Afin de faire face à l'extension des mission de la Cour à l'horizon 2011-2012, et de réformer l'organisation de la fonction de greffe, il est enfin prévu de transformer dix emplois de catégorie C en quatre emplois de catégorie A.

J'ajouterai un mot sur la pertinence de la multiplication des missions de certification. Vous le savez, un nouvel article de la Constitution a élargi à l'ensemble des administrations publiques les trois principes posés par l'article 27 de la LOLF concernant l'État, aux termes duquel les comptes « doivent être réguliers, sincères et donner une image fidèle [du] patrimoine et de [la] situation financière » de l'entité qui les produit. Pour ce qui concerne l'État, le cinquième alinéa de l'article 58 de la LOLF confie à la Cour des comptes le mandat permanent de s'assurer du respect de ces principes et d'en rendre compte dans un acte de certification annexé au projet de loi de règlement.

S'agissant des comptes de la sécurité sociale, la Cour des comptes a exprimé neuf positions sur les cinq comptes des branches et les quatre comptes des caisses et agences nationales concernées. Les comptes de 2009 ont fait, de sa part, l'objet d'une certification avec réserves, à l'exception des comptes de la branche vieillesse et de la Caisse nationale d'assurance vieillesse des travailleurs salariés (CNAVTS), qui ne sont pas certifiés.

Je n'ignore pas la position de certaines commissions de votre assemblée quant à la certification des comptes de collectivités – assistance publique ou hôpitaux, par exemple. Je crois pouvoir vous dire que l'expérimentation de la certification des comptes des collectivités territoriales n'est pour l'instant pas prévue dans le projet de loi portant réforme des juridictions financières.

Le taux d'annulation par les cours des jugements des tribunaux, monsieur Diefenbacher, sera conforme aux prévisions réalisées lors de l'élaboration du programme pour 2010 ; quant au taux d'annulation par le Conseil d'État des arrêts et décisions des tribunaux administratifs, s'il est légèrement supérieur aux prévisions, il demeurera à peu près identique à ce qu'il était en 2009. Ces taux d'annulation devraient continuer à décroître, pour s'établir à moins de 16 % en 2011 et à moins de 15 % en 2013.

Le taux d'annulation par le Conseil d'État des décisions de la Cour nationale du droit d'asile devrait être en moyenne inférieur à 3 % en 2011, 2012 et 2013, niveau difficilement à améliorer... Il convient toutefois de noter qu'en raison du faible nombre de dossiers portés devant la Cour de cassation, quelques annulations supplémentaires peuvent conduire à une forte variation de cet indicateur.

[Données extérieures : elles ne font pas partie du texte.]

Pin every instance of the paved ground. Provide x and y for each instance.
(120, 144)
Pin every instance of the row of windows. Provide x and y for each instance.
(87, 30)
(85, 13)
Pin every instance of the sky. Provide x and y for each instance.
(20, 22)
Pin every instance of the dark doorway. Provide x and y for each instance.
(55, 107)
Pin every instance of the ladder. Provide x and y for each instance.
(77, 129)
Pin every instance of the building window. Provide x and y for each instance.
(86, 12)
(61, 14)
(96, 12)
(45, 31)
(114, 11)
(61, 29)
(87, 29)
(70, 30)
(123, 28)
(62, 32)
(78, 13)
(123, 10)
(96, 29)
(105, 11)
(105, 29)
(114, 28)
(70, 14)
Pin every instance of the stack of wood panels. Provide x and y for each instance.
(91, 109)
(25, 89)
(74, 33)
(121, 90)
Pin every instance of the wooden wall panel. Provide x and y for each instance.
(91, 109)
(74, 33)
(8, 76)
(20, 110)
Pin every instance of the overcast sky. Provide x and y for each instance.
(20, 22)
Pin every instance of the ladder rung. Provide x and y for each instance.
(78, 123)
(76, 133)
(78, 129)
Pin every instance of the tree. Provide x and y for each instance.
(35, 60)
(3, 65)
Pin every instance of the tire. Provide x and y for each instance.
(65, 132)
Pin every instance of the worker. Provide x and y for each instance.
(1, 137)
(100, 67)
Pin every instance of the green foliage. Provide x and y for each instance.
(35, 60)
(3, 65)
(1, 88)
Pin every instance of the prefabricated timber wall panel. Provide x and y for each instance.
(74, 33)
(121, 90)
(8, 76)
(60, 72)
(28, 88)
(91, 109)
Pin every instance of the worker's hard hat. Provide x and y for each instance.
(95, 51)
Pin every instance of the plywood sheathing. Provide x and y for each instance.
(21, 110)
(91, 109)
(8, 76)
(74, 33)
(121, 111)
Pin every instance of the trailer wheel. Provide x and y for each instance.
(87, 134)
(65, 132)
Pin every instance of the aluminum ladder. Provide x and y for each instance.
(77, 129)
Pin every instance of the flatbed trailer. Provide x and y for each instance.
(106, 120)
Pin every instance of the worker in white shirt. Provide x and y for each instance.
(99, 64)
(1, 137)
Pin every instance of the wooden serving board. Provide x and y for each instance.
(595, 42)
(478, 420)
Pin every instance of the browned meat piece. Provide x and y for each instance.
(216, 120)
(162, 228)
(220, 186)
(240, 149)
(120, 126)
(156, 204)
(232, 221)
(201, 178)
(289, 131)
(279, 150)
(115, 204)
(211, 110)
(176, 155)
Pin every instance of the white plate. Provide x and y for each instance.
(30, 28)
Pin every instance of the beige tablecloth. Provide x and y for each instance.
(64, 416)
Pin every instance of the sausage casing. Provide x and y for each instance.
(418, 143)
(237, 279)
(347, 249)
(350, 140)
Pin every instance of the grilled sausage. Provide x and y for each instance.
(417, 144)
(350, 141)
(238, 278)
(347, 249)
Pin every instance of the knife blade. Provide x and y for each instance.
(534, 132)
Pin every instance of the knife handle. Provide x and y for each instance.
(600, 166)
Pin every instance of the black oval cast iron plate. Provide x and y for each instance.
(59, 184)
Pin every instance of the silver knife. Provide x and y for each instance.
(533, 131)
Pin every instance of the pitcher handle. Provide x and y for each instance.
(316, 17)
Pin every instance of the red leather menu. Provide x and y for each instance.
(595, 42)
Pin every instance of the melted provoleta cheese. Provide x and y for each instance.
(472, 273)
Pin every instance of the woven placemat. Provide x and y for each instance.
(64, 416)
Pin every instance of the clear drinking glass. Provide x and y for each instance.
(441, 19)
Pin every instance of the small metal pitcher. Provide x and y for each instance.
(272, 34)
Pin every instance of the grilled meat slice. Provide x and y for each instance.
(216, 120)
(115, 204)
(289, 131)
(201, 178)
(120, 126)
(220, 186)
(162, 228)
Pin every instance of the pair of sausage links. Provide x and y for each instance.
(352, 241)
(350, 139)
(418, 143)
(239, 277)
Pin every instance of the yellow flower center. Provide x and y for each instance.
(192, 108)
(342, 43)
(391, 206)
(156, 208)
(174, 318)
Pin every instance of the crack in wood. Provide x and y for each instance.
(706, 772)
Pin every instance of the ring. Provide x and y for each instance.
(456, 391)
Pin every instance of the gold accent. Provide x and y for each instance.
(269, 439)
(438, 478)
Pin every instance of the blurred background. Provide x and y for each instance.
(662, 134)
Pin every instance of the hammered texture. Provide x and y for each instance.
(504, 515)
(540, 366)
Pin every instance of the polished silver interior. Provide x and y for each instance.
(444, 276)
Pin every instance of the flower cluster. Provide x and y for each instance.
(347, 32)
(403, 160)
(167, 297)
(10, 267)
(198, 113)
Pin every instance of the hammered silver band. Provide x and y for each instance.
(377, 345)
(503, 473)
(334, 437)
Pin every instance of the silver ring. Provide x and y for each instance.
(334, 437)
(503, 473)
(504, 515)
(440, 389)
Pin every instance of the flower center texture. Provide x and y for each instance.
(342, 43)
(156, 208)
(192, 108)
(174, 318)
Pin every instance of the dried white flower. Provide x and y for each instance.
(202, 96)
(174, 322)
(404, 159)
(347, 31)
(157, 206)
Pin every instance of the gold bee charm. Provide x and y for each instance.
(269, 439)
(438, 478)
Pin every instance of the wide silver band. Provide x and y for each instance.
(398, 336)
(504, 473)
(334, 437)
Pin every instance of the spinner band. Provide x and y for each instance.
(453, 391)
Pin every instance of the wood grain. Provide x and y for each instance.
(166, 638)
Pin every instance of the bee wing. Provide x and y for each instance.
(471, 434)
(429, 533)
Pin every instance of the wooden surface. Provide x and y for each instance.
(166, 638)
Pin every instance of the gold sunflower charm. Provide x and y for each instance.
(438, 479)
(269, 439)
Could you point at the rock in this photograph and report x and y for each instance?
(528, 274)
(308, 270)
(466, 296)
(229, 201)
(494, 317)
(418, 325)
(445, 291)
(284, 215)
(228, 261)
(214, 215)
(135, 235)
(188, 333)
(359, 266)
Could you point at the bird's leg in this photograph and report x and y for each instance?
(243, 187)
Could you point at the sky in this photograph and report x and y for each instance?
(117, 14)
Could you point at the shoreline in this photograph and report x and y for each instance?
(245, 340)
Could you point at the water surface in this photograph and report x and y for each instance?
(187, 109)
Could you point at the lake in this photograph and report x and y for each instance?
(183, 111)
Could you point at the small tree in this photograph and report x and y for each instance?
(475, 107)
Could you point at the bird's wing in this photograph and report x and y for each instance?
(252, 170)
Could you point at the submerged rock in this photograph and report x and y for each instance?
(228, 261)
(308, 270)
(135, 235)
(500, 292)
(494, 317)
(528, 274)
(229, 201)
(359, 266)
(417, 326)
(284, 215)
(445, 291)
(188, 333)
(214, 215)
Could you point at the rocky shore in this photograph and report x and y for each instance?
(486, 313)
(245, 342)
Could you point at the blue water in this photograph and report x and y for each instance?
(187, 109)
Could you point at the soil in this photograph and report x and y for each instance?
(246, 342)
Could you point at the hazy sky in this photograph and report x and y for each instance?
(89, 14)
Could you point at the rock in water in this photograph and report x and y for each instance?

Enfin, je ne retracerai pas la chronologie du projet de loi portant réforme des juridictions financières : vous connaissez le travail accompli par le président Séguin puis par le président Migaud, ainsi que les délibérations de la Commission des finances et de la Commission des lois de votre assemblée. Le Gouvernement est résolu à faire avancer cette réforme.